Early Stream Termination
When reading local files, the stream is closed as soon as lastEditedTime is found:
const lineListener = (line) => {
if (line.includes('lastEditedTime')) {
lastEditedTime = line.substring(line.indexOf(': ') + 2);
rl.close(); // Stop reading
rl.removeListener('line', lineListener);
readStream.destroy();
}
};
Error Handling
File Not Found
If a local file doesn’t exist, shouldUpdateLocalFile() catches the error and returns true:
try {
const readStream = fs.createReadStream(dest);
// ...
} catch (err) {
// File probably doesn't exist, so we should fetch it
return true;
}
Invalid Collection
Invalid collection names throw an error:
if (collection === 'projects') {
databaseId = import.meta.env.NOTION_PROJECTS_DB_ID;
} else if (collection === 'blog') {
databaseId = import.meta.env.NOTION_BLOG_DB_ID;
} else {
throw Error('invalid collection');
}
Console Output
The module logs useful information during sync:
Fetching data_source_id for database: abc123...
Resolved data_source_id: xyz789... for database: abc123...
Fetching pages from Notion data source: xyz789...
Finished fetching pages from Notion data source: xyz789...
Downloading new asset: file.def456.png
Writing to file: src/content/blog/abc123.mdx
Writing to file: src/content/blog/ghi789.mdx
Environment Variables
Notion API integration token
Database ID for blog posts
File System Paths
Constants:
import { ASSET_SRC_PATH, ASSET_PUBLIC_PATH } from './constants';
// ASSET_SRC_PATH = 'src/assets/'
// ASSET_PUBLIC_PATH = 'public/assets/'
Output Paths:
const dest = path
.join('src', 'content', collection, post.id)
.concat('.mdx');
// Example: src/content/blog/abc123def456.mdx
Complete Example
Custom Sync Script
// scripts/sync-notion.ts
import { downloadPostsAsMdx } from '../src/lib/notion-download';
async function syncAll() {
console.log('Syncing blog posts...');
await downloadPostsAsMdx('blog');
console.log('Syncing projects...');
await downloadPostsAsMdx('projects');
console.log('Sync complete!');
}
syncAll().catch(console.error);
Run with:
jiti scripts/sync-notion.ts
Accessing Synced Content
// src/pages/blog/index.astro
import { getCollection } from 'astro:content';
const posts = await getCollection('blog');
const sortedPosts = posts.sort((a, b) =>
new Date(b.data.published).getTime() -
new Date(a.data.published).getTime()
);
Future Improvements
The code includes a TODO comment for potential optimization:
// TODO: optimize this for better build times -
// could store in json file every time we update
// instead of reading from file
Currently, lastEditedTime is read from each MDX file’s frontmatter.
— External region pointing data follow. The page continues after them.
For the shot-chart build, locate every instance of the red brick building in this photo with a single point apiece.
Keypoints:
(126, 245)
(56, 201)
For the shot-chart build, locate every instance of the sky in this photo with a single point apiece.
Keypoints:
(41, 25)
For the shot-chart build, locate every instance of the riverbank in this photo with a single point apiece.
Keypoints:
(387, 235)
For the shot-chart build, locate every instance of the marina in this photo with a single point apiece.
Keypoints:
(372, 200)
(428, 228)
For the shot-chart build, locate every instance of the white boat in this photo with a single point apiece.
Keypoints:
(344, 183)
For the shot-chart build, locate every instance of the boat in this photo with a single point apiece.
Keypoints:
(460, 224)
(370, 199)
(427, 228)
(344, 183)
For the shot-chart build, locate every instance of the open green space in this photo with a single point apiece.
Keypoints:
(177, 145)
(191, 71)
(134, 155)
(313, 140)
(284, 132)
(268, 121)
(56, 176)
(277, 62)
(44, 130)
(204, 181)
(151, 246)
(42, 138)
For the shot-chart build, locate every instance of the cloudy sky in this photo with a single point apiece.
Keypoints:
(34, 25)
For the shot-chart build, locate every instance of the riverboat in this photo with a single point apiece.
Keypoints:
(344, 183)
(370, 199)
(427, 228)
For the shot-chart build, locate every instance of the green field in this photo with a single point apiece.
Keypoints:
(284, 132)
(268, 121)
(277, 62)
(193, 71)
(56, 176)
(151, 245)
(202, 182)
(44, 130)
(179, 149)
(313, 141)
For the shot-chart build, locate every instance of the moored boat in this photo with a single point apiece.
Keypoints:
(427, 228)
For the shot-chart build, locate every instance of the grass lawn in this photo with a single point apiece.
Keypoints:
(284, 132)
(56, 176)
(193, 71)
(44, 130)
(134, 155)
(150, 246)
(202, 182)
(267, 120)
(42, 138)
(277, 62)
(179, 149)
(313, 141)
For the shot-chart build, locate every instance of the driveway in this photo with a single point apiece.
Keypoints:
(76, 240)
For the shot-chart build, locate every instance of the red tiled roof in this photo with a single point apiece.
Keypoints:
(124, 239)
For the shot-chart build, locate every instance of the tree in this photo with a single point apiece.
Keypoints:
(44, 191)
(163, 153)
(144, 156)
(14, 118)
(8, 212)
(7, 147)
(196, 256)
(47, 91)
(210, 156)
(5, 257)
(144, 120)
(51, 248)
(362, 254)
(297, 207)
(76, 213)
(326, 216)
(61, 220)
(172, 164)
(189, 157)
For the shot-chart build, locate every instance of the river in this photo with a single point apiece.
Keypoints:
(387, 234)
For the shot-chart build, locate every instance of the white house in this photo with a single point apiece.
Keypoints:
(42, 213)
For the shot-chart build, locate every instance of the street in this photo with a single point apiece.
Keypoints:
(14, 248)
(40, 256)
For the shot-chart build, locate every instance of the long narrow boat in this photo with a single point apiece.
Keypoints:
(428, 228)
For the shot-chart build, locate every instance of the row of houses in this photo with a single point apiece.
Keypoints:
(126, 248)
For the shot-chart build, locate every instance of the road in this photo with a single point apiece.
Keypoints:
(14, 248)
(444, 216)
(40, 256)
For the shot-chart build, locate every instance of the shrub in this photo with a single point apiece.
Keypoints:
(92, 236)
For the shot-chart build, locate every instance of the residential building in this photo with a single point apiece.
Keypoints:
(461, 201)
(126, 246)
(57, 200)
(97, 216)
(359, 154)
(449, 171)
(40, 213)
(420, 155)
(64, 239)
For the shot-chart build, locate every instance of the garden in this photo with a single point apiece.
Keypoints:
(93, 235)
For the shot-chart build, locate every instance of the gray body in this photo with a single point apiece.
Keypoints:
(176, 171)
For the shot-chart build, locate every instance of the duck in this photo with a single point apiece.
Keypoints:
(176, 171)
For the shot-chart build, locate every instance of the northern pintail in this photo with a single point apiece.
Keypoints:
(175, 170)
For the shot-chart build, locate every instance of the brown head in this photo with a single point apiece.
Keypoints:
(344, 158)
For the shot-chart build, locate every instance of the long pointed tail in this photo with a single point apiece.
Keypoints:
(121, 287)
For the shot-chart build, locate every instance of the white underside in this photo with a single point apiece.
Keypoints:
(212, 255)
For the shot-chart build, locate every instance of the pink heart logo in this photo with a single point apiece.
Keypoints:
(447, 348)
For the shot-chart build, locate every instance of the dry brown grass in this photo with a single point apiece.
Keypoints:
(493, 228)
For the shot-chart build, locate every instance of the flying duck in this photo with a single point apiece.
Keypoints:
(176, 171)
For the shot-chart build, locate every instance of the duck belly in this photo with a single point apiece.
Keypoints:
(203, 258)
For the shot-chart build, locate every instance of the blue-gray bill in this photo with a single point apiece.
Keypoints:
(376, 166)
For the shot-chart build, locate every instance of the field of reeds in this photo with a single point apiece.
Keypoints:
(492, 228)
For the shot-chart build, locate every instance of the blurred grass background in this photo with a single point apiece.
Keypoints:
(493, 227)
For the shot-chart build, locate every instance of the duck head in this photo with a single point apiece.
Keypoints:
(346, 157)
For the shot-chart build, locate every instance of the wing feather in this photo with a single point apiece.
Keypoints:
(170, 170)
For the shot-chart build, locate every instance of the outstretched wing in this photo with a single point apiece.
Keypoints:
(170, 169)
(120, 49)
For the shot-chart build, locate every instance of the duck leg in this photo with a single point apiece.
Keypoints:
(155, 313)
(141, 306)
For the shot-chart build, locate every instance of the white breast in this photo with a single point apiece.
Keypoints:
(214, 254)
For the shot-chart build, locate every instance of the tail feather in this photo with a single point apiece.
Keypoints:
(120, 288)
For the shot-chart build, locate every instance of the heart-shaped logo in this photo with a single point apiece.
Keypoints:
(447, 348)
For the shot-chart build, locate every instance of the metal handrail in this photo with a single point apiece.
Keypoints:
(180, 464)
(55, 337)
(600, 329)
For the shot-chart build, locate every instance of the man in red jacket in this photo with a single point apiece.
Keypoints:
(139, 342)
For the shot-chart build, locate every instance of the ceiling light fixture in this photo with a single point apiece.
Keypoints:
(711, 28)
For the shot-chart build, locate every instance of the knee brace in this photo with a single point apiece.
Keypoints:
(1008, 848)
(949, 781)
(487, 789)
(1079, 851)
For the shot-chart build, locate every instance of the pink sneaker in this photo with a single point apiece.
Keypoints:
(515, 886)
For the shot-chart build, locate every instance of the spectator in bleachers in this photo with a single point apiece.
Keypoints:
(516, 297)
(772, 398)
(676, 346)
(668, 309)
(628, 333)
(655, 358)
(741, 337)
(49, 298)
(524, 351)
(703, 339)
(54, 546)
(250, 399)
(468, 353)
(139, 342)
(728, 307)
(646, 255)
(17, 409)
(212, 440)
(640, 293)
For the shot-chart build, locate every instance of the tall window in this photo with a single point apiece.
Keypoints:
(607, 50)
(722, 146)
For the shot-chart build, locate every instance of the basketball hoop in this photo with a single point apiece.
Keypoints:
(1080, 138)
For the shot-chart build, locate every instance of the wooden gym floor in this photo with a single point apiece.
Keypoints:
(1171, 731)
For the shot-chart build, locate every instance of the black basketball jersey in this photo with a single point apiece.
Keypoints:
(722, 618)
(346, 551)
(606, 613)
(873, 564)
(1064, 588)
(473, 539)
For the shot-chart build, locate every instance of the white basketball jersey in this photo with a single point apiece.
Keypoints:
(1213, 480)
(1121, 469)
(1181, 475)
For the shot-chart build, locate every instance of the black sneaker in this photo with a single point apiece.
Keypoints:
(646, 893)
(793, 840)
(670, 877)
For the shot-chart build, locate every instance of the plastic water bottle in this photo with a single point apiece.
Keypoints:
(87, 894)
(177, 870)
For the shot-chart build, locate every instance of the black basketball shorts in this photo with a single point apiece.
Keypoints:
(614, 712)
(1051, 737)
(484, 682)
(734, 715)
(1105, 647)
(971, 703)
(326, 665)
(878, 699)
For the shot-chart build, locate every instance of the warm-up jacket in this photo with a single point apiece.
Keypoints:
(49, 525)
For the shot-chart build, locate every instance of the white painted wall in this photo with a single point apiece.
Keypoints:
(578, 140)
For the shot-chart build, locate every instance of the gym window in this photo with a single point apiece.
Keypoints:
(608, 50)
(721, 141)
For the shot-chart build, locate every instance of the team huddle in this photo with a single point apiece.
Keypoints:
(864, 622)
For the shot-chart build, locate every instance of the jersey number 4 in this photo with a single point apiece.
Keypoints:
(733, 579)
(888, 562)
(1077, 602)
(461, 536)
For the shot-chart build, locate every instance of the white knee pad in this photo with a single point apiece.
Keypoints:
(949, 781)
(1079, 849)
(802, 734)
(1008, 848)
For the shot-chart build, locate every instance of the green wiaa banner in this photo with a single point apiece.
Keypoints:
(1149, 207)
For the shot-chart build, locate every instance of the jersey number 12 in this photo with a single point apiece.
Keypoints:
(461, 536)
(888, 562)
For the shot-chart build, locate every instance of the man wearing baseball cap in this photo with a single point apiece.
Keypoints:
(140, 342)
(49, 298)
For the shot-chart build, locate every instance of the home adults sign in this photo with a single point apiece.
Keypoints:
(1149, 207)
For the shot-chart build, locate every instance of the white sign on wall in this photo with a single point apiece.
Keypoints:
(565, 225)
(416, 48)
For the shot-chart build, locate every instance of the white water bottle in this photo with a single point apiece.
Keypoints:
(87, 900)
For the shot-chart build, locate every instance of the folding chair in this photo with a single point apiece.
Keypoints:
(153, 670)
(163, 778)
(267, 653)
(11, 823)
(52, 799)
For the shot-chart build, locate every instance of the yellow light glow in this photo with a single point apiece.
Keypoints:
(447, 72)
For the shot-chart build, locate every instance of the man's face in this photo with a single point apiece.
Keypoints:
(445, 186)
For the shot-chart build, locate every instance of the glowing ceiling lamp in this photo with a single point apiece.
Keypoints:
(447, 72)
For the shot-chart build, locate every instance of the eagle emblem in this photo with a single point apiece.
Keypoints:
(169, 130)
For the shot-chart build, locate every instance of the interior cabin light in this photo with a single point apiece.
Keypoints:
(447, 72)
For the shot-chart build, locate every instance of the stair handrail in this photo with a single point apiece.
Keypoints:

A future optimization could cache this in a JSON index file.
Source Reference
File: src/lib/notion-download.ts:1-131
Key Dependencies:
fs/promises - Async file system operations
readline - Stream-based file reading
path - File path utilities
./notion-cms - Database queries and block retrieval
./notion-cms-page - Page property extraction
./notion-parse - Block to Markdown conversion